Artist Spotlight: Susan Mikula
BY Christopher Harrity
October 22 2011 4:00 AM ET
Susan Mikula's photography — especially the American Bond series — is as quintessentially American as the iconic regionalist painters' work of the last century: Charles Sheeler, Edward Hopper, and Grant Wood. Like those artists she finds the poetry in industry. Paradoxically, the more stripped back her photos become, the more the emotion vibrates.
In this portfolio there are nine images from the "American Bond" cycle which is comprised of three series: "American Device," "American Vale," and "American Breakbulk." All are archival pigment prints from a Polaroid original. The portraits at the end of the portfolio are from the show, "desidero." All three are chromogenic prints from a Polaroid original.
Born and raised first in urban/industrial New Jersey, and then in a small New Hampshire town, Mikula now lives and works in rural Western Massachusetts and in New York City.
Two current shows of interest: "American Bond" at George Lawson Gallery, Los Angeles, runs though November 19; and "desidero" at William Baczek Fine Arts, Northampton, Maine, runs through October 29.
See the link at the bottom of the page for previous coverage on Advocate.com of Mikula and her girlfriend Rachel Maddow.
The Advocate: Why are you a photographer?
Susan Mikula: Every day, I make pictures in my head. It could be of the wet patch of pavement I can see from the bedroom window, of the light — that light! — angled out and splayed all gold and sparkly, of the broken bench, the mossy stone, the gas can. Right? Pictures — photographs are part of how I see and how I think. They are, I guess, my way of speaking.
What catches your eye?
Time passing and the movement of light. The bounded infinity of unfilled space.

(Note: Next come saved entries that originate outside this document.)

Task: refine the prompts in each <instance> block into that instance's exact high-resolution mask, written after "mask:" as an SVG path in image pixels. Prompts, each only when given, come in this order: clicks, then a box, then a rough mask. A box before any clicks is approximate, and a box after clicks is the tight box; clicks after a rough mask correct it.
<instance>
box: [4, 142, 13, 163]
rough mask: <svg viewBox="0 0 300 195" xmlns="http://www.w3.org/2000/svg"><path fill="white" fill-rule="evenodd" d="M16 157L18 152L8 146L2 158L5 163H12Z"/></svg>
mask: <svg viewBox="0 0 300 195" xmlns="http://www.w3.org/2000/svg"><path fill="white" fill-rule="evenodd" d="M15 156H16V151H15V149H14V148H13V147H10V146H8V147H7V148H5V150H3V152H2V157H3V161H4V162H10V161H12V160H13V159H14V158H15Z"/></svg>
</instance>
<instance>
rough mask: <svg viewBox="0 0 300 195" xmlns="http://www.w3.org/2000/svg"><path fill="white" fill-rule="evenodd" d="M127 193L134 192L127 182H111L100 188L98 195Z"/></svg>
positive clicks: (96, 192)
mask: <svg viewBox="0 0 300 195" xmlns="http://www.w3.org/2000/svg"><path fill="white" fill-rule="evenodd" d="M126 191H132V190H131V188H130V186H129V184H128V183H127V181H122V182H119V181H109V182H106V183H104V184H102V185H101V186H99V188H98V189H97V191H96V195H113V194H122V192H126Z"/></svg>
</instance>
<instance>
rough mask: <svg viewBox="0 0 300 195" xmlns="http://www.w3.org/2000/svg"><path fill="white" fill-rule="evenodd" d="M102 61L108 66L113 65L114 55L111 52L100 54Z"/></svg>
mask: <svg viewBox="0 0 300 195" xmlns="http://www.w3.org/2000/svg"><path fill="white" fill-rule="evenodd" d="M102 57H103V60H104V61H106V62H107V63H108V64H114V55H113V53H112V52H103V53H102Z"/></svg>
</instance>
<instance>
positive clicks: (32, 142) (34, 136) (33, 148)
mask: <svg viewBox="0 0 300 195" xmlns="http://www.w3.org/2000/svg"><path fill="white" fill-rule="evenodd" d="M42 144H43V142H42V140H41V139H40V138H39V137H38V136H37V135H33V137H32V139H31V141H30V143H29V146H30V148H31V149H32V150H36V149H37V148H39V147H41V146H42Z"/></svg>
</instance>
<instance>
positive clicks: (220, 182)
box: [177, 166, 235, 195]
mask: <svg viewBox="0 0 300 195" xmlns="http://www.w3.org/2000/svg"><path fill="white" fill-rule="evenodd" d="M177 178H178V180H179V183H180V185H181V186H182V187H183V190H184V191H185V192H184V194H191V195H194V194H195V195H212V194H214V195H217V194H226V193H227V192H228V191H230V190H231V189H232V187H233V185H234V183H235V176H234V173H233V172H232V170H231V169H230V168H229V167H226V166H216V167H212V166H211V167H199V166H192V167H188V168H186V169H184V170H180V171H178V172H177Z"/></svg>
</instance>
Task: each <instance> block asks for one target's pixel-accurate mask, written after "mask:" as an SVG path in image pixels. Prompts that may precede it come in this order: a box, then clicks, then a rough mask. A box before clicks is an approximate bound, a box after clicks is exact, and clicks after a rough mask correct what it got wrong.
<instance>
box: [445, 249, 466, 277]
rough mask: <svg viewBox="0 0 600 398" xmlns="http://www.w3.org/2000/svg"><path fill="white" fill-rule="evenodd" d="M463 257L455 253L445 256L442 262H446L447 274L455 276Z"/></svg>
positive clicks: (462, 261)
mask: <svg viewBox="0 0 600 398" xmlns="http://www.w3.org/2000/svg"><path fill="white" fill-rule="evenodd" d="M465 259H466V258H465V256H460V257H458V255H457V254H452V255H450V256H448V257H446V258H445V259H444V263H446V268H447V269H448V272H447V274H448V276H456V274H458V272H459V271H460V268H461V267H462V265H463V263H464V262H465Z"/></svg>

Tell us about your process or techniques?
I shoot from a dwindling stock of expired Polaroid film using vintage cameras. I use available light and don't crop the work in any way. I am very slow to take a shot. I have thought and thought about what I am working on, sometimes for months, because when I finally start taking the pictures, I want to know what I am looking for, which camera to use at what time of day and at what exact moment.
What artists do you take inspiration from and why?
I am in love with painters. Big explosive beauty like Julian Schnabel, Joan Mitchell, Cy Twombley; complexity and manipulation like Gerhardt Richter or Agnes Martin. Closer to home, I would be very sad not to look at the work of Maggie Mailer, Charlie Hunter, TJ Walton or Ward Schumaker.
What makes a good artwork to you?
Good artwork is unknowable, unruly, numinous.